POLITIQUE - Le directeur du FMI devrait répondre aux critiques qui fusent à gauche, le présentant en «père la rigueur»...
Dominique Strauss-Kahn sera ce jeudi soir sur
le plateau d’A vous de juger pour parler crise européenne. Il tentera d’expliquer aux Français
son rôle en tant que directeur général du FMI dans les différents plans de rigueur adoptés par les pays européens. Car après
une séquence médiatique très réussie, où «super DSK», maître de Washington, est apparu en sauveur de la Grèce, après avoir réformé l’horrible Fonds monétaire international en institution plus sociale, le vent commence à tourner. Les critiques fusent. A gauche, surtout, pour dénoncer l’action du FMI et par conséquent celle de Dominique Strauss-Kahn, dont
la popularité à droite reste suspecte.
Ségolène Royal, sans jamais citer le nom de DSK, a fustigé «la cure d'austérité » imposé par un «FMI [qui] n’a pas changé». Jean-Luc Mélenchon, lui, le qualifie d’«affameur». Les critiques ont dépassé la seule sphère politique. Dans
Le Monde cette semaine, Plantu évoque le plan de rigueur en Roumanie initié par le FMI, en croquant Strauss-Kahn soufflant: «Heureusement, on n’est pas en France, ni en 2012.» Une accusation de duplicité - «père la rigueur» sur la scène mondiale, réformiste bon teint en France - que devrait rejeter DSK ce soir face à Arlette Chabot.
«Tout le monde tombe sur DSK à bras raccourci»
«Il a tout intérêt à expliquer son action», explique à 20minutes.fr Pascal Perrineau, directeur du Centre de recherches politiques de Science-Po (Cevipof). Et même à présenter un discours plus à gauche car, rappelle-t-il, «en France, un candidat socialiste au profil social-réformiste ne gagne pas. On gagne à gauche, même si on ne gouverne pas à gauche», souligne-t-il, s’appuyant sur la jurisprudence Mitterrand et Jospin. «Tout le monde tombe sur DSK à bras raccourci en ce moment, en le présentant en patron de la rigueur au niveau mondial, donc potentiellement en France. C’est une stratégie pour l’éliminer de la course aux primaires», analyse le politologue.
Mais DSK l’a peut-être un peu cherché.
Son plan com’ huilé, entre interview dans un quotidien sur son rôle au FMI, fuite dans un autre sur son pas fait en direction de la présidentielle, reportage dans un hebdomadaire sur son action au sein de l'organisation mondiale, a été voyant ces dernières semaines.
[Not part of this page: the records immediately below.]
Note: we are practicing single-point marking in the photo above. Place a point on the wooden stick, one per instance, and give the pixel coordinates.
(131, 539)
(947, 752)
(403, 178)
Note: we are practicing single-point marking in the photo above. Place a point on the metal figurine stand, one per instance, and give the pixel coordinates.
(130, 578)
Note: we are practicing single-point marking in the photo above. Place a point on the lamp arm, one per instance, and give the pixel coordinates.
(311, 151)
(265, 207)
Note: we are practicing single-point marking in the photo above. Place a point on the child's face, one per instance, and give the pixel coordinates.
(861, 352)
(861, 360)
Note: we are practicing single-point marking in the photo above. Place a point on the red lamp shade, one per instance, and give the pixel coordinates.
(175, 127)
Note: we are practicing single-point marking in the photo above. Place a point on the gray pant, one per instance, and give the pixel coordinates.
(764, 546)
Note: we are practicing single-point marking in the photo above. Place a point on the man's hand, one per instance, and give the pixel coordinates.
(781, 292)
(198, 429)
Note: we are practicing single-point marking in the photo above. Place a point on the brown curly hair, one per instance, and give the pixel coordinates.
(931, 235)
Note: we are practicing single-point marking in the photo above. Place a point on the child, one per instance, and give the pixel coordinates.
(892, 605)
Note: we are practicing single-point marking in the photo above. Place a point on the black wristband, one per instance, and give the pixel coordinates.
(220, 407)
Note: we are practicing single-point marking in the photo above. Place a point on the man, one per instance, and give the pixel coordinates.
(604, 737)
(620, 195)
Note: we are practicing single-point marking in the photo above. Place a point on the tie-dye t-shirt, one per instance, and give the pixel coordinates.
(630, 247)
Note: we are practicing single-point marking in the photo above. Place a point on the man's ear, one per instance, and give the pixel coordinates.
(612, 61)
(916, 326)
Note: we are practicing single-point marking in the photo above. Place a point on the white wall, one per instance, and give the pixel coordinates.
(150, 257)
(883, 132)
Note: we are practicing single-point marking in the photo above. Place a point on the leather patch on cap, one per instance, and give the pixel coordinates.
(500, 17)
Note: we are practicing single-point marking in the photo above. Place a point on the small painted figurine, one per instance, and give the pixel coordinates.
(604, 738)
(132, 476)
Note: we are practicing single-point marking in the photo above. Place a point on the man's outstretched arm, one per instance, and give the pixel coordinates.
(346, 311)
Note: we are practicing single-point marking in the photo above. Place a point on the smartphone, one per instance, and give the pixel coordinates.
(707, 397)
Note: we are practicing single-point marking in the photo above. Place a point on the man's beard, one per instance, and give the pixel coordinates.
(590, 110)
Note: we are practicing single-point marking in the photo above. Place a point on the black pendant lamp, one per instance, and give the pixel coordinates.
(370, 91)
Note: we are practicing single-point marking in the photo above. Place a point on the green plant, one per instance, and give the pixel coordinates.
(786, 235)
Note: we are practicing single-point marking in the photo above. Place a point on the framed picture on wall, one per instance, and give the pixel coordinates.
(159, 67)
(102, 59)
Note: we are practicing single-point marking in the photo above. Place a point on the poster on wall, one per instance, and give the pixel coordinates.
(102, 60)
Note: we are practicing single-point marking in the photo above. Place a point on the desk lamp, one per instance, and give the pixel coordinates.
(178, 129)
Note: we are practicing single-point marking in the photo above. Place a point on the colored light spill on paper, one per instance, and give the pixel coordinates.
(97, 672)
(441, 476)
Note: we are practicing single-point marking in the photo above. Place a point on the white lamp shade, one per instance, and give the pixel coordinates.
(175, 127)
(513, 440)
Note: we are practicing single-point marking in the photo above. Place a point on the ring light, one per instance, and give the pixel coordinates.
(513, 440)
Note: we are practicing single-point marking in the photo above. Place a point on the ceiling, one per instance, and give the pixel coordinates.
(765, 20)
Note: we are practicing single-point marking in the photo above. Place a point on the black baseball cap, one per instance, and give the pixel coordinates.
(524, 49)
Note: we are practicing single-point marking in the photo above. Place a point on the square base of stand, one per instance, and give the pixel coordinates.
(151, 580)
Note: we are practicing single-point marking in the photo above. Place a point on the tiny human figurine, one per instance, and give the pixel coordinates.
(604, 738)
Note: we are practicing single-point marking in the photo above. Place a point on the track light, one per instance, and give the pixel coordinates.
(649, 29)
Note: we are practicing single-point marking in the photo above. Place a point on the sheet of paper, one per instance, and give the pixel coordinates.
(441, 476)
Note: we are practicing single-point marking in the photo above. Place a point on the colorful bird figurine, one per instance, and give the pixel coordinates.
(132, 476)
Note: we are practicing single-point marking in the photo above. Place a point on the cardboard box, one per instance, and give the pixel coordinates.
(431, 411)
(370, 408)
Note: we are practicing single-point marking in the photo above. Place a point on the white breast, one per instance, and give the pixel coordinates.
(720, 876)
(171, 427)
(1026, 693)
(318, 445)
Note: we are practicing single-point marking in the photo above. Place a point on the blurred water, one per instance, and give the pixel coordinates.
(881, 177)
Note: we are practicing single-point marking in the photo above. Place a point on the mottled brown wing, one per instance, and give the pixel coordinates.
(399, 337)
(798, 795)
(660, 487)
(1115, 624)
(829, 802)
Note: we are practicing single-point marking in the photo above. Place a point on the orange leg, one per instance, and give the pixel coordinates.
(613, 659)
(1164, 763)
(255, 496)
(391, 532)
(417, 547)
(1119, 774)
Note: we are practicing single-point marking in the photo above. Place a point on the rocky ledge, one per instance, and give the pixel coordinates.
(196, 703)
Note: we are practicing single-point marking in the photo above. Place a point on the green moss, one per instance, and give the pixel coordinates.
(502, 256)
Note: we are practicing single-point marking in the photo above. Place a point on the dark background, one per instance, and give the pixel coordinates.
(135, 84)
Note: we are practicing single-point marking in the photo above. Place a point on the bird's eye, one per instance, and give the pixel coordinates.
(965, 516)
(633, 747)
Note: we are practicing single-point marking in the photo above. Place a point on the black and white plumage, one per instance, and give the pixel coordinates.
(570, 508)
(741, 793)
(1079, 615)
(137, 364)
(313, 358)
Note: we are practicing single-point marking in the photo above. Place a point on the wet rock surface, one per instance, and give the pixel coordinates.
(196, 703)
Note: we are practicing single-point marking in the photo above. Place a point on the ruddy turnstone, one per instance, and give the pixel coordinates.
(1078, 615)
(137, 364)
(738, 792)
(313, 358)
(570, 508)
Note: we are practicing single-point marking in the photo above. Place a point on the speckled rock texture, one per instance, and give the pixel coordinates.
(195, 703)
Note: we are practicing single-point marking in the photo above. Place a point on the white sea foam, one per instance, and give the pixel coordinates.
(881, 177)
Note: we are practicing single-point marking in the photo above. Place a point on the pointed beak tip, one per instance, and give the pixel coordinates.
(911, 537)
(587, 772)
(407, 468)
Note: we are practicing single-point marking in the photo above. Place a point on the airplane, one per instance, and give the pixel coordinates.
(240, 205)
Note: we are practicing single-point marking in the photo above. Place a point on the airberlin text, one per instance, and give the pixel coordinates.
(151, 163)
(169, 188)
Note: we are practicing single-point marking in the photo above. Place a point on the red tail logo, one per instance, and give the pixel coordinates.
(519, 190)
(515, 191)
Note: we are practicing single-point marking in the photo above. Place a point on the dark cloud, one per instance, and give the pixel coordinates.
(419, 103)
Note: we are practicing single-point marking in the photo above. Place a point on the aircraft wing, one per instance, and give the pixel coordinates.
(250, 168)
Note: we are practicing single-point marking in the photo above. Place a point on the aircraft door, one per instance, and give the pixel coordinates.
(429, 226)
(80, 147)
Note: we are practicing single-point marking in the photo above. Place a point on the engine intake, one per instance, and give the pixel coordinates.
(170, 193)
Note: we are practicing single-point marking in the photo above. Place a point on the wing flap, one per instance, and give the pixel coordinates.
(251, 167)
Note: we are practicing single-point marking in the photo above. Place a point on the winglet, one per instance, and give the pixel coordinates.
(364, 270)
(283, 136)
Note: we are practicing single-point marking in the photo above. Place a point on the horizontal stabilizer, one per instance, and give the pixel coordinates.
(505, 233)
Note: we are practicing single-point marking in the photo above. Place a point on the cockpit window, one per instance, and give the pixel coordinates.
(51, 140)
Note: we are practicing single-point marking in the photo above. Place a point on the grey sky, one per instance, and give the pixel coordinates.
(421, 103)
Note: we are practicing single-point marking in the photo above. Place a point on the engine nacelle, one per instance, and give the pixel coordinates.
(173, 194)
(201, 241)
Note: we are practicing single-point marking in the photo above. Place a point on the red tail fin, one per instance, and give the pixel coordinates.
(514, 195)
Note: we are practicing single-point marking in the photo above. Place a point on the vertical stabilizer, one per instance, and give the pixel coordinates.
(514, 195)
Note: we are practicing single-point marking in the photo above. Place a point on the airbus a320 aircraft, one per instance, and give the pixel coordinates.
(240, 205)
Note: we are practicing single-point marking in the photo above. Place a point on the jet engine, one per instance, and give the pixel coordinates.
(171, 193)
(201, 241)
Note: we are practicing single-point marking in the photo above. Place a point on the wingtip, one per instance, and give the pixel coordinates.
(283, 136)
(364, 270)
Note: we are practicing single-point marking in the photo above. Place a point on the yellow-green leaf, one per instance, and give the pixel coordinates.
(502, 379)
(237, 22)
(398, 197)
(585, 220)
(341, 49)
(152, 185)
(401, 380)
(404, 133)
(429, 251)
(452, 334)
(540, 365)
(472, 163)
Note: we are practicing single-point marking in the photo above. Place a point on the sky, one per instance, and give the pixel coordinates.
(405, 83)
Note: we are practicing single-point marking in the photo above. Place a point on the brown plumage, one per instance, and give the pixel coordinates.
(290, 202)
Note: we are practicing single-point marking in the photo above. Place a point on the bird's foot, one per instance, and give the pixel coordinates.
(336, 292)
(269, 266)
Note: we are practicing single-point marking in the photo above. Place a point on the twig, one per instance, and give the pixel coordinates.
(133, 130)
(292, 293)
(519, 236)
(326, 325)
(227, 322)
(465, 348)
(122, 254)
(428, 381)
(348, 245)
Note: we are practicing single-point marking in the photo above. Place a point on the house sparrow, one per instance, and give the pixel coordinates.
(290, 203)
Trop, pour ses concurrents potentiels. «Sa situation est compliquée, il doit exister sans vraiment se déclarer, rappelle le politologue. Mais le coup de com’ appelle un contre coup de com’», ajoute-t-il.
«Un anti strauss-kahnisme de gauche» naissant
«Ce sont des critiques injustes sur l’action du FMI, qui est plus un pompier qu’un pyromane», défend
Pierre Moscovici auprès de 20minutes.fr. «Ce n’est pas le FMI qui impose les plans d’austérité mais les gouvernements», tente de rectifier le député du Doubs, strauss-kahnien patenté. S’il regrette cet «anti-strauss-kahnisme de gauche et d’extrême gauche qui est en train de naître», il assure qu’il pèse peu dans l’opinion, autour de 10%.
«Il peut toujours essayer de s’expliquer, reprend Pascal Perrineau, mais ce sera une guerre d’opinion, il ne parlera pas forcément au cœur des militants». Qui lui, reste acquis, pour le moment à
Martine Aubry au «discours de gauche traditionnelle». Finalement, note-t-il, c’est toujours l’opposition entre «les deux gauches qui se rejoue», entre la gauche traditionnelle et la gauche réformiste. Et c’est Mitterrand qui a gagné sur Rocard, rappelle-t-il.